Produk pengawetan ikan salah satumnya yaitu ikan asin. Ikan asin ini merupakan makanan awetan yang diolah dengan cara penggaraman dan pengeringan. Pembuatan ikan asin merupakan yang paling sederhana dengan biaya yang murah. Prinsip pengawetan dalam pembuatan ikan asin merupakan kombinasi penambahan garam dan pengeringan.

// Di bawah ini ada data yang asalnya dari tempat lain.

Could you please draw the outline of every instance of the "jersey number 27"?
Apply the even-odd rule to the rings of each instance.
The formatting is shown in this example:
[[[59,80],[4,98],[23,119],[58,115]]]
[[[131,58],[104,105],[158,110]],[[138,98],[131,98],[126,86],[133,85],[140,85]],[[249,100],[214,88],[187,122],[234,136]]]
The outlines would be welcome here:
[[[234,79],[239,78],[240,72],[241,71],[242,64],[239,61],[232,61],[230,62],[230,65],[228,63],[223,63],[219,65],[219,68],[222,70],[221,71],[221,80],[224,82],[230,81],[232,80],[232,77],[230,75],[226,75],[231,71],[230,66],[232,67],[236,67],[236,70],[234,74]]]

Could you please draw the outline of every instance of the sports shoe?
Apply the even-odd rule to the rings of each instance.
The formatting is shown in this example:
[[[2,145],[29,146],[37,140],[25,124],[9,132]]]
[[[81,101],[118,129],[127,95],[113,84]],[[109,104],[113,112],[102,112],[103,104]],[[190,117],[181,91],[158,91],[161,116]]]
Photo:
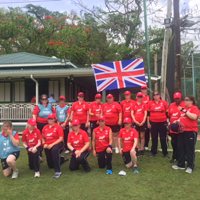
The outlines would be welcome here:
[[[135,173],[135,174],[138,174],[138,173],[139,173],[139,170],[138,170],[138,167],[137,167],[137,166],[134,166],[134,173]]]
[[[119,148],[115,147],[115,153],[119,153]]]
[[[192,173],[192,171],[193,171],[193,170],[192,170],[190,167],[188,167],[188,168],[186,169],[186,171],[185,171],[185,172],[186,172],[186,173],[188,173],[188,174],[191,174],[191,173]]]
[[[107,174],[112,174],[112,170],[108,169]]]
[[[17,171],[13,171],[12,179],[17,179],[18,176],[19,176],[19,170],[17,170]]]
[[[59,178],[61,174],[62,174],[62,172],[56,172],[53,177],[54,178]]]
[[[35,172],[35,178],[39,178],[40,177],[40,172]]]
[[[179,166],[177,166],[177,165],[172,165],[172,168],[173,168],[173,169],[185,169],[185,167],[179,167]]]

Dalam jumlah yang cukup, garam dapat mencegah terjadinya autolisis, yaitu kerusakan ikan yang disebabkan oleh enzim-enzim yang terdapat pada ikan, dan mencegah terjadinya pembusukan oleh jasad renik. Daya pengawetan oleh garam ini disebabkan garam atau NaCl mempunyai osmotik tinggi, sehingga selain dapat menarik air dari daging ikan, sekaligus menarik cairan sel mikroorganisme sehingga sel mengalami plasmolisis dan mati. Garam menyebabkan denaturasi dan koagulasi protein dan enzim, sehingga terjadi pengerutan daging ikan, akibatnya air akan terperas keluar. Konsentrasi garam yang tinggi akan mengakibatkan kematian bakteri patogen dan pembusuk yang pada umumnya sangat sensitif terhadap garam.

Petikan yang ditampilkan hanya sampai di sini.